Examples#
Creating and Running a Batch Flow#
Here is an example of how to create and run a simple batch flow. The flow will contain a Row Generator stage connected to a Peek stage. Here is a picture of what the flow looks like in the UI.
- This example will cover 4 steps:
Set up authentication
Create a new project
Create and save a new flow
Create and run a job for the flow
from ibm_watsonx_data_integration.common.auth import IAMAuthenticator
from ibm_watsonx_data_integration import Platform
from ibm_watsonx_data_integration.services.datastage import *
# 1.Set up authentication
api_key = 'API_KEY'
auth = IAMAuthenticator(api_key=api_key)
platform = Platform(auth, base_api_url='https://api.ca-tor.dai.cloud.ibm.com')
# 2.Create a new project
project = platform.create_project(
name='My first project',
description='Building sample batch flows',
tags=['flow_test_project'],
public=True,
project_type='wx'
)
project
# 3.Create and save a new flow
# Flow
flow = project.create_flow(
name='RowGenPeek',
environment=None,
flow_type='batch'
)
# Stages
row_generator = flow.add_stage('Row Generator', 'Row_Generator')
peek = flow.add_stage('Peek', 'Peek')
# Links
link_1 = row_generator.connect_output_to(peek)
link_1.name = 'Link_1'
row_generator_schema = link_1.create_schema()
row_generator_schema.add_field('VARCHAR', 'COLUMN_1').length(100)
project.update_flow(flow)
# 4.Run a job for the flow
row_gen_peek_job = project.create_job(name='RowGenPeek_job', flow=flow)
job_start = row_gen_peek_job.start(name='RowGenPeek_job_run', description='')
Creating and Running a Streaming Flow#
Here is an example of how to create and run a simple streaming flow. The flow will contain a Dev Raw Data Source connected to a Trash stage. Here is a picture of what the flow looks like in the UI.

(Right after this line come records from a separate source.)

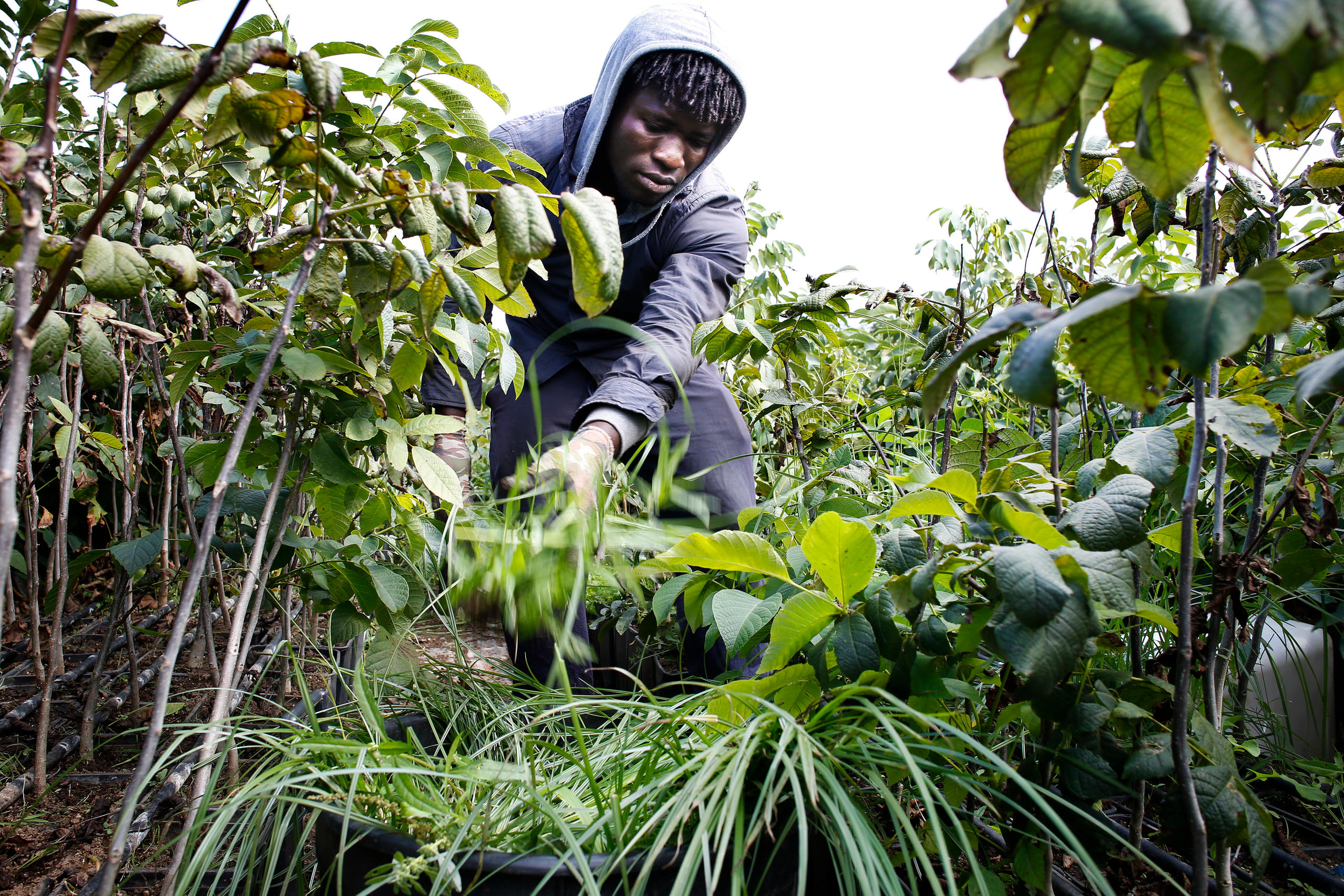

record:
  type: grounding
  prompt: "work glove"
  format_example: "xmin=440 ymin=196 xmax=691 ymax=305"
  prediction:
xmin=506 ymin=426 xmax=615 ymax=511
xmin=432 ymin=433 xmax=472 ymax=501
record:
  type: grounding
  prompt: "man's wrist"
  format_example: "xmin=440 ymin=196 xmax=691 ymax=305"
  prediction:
xmin=578 ymin=420 xmax=621 ymax=457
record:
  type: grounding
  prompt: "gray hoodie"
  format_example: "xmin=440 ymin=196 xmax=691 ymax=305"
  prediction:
xmin=421 ymin=5 xmax=747 ymax=447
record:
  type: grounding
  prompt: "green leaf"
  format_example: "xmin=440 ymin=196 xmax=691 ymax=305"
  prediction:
xmin=926 ymin=470 xmax=980 ymax=504
xmin=1135 ymin=600 xmax=1180 ymax=634
xmin=279 ymin=345 xmax=327 ymax=380
xmin=1003 ymin=14 xmax=1091 ymax=127
xmin=1059 ymin=0 xmax=1190 ymax=55
xmin=991 ymin=544 xmax=1073 ymax=629
xmin=1285 ymin=231 xmax=1344 ymax=262
xmin=127 ymin=43 xmax=200 ymax=94
xmin=1049 ymin=547 xmax=1135 ymax=613
xmin=712 ymin=588 xmax=781 ymax=657
xmin=304 ymin=243 xmax=345 ymax=319
xmin=1004 ymin=105 xmax=1078 ymax=211
xmin=1110 ymin=426 xmax=1179 ymax=488
xmin=364 ymin=563 xmax=411 ymax=613
xmin=1059 ymin=747 xmax=1121 ymax=803
xmin=495 ymin=184 xmax=555 ymax=293
xmin=1162 ymin=279 xmax=1265 ymax=376
xmin=1124 ymin=731 xmax=1176 ymax=781
xmin=313 ymin=485 xmax=368 ymax=541
xmin=328 ymin=600 xmax=372 ymax=644
xmin=1068 ymin=288 xmax=1172 ymax=411
xmin=388 ymin=343 xmax=429 ymax=392
xmin=108 ymin=528 xmax=164 ymax=576
xmin=234 ymin=89 xmax=308 ymax=146
xmin=1059 ymin=473 xmax=1153 ymax=551
xmin=1210 ymin=398 xmax=1279 ymax=459
xmin=802 ymin=511 xmax=878 ymax=600
xmin=649 ymin=572 xmax=704 ymax=623
xmin=79 ymin=234 xmax=151 ymax=301
xmin=1008 ymin=286 xmax=1147 ymax=407
xmin=992 ymin=583 xmax=1101 ymax=699
xmin=988 ymin=502 xmax=1068 ymax=551
xmin=1297 ymin=351 xmax=1344 ymax=408
xmin=1185 ymin=0 xmax=1316 ymax=59
xmin=831 ymin=613 xmax=881 ymax=681
xmin=949 ymin=0 xmax=1025 ymax=81
xmin=658 ymin=529 xmax=790 ymax=584
xmin=888 ymin=489 xmax=960 ymax=519
xmin=921 ymin=302 xmax=1058 ymax=421
xmin=309 ymin=431 xmax=368 ymax=485
xmin=1119 ymin=71 xmax=1210 ymax=199
xmin=1274 ymin=548 xmax=1335 ymax=591
xmin=411 ymin=445 xmax=463 ymax=507
xmin=1222 ymin=36 xmax=1316 ymax=134
xmin=561 ymin=187 xmax=625 ymax=317
xmin=763 ymin=591 xmax=844 ymax=672
xmin=878 ymin=525 xmax=929 ymax=575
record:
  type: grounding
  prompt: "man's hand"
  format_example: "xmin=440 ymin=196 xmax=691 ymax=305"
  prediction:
xmin=432 ymin=407 xmax=472 ymax=501
xmin=532 ymin=422 xmax=620 ymax=511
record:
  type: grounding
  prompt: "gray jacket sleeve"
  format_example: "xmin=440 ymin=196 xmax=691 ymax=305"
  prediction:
xmin=575 ymin=196 xmax=747 ymax=429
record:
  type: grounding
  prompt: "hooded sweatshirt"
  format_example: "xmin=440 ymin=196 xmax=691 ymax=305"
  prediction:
xmin=422 ymin=5 xmax=747 ymax=449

- This example will cover 6 steps:
Set up authentication
Create a new project
Create a new environment
Create and save a new flow
Create and run a job for the flow
Retrieve and run the engine installation command
from ibm_watsonx_data_integration.common.auth import IAMAuthenticator
from ibm_watsonx_data_integration import Platform
from ibm_watsonx_data_integration.services.datastage import *
# 1.Set up authentication
api_key = 'API_KEY'
auth = IAMAuthenticator(api_key=api_key)
platform = Platform(auth, base_api_url='https://api.ca-tor.dai.cloud.ibm.com')
# 2.Create a new project
project = platform.create_project(
name='My first project',
description='Building sample streaming flows',
tags=['flow_test_project'],
public=True,
project_type='wx'
)
# 3.Create a new environment
environment = project.create_environment(
name='My first environment',
engine_version=platform.available_engine_versions[0],
)
# 4.Create and save a new flow
# Flow
flow = project.create_flow(
name='DevRawDataSourceTrash',
environment=environment,
flow_type='streaming'
)
# Stages
dev = flow.add_stage('Dev Raw Data Source')
trash = flow.add_stage('Trash')
# Links
dev.connect_output_to(trash)
project.update_flow(flow)
# 5.Run a job for the flow
dev_trash_job = project.create_job(name='DevRawDataSourceTrash_job', flow=flow)
job_start = dev_trash_job.start(name='DevRawDataSourceTrash_job_run', description='')
Before this flow can be run there is one more step. You must retrieve the installation command for the engine of the environment by calling the Environment.get_installation_command() method.
Then, replace the SSET_API_KEY variable in the command with your api_key and run the command.
# Replace the returned command's SSET_API_KEY with your api_key and then run the command.
environment.get_installation_command()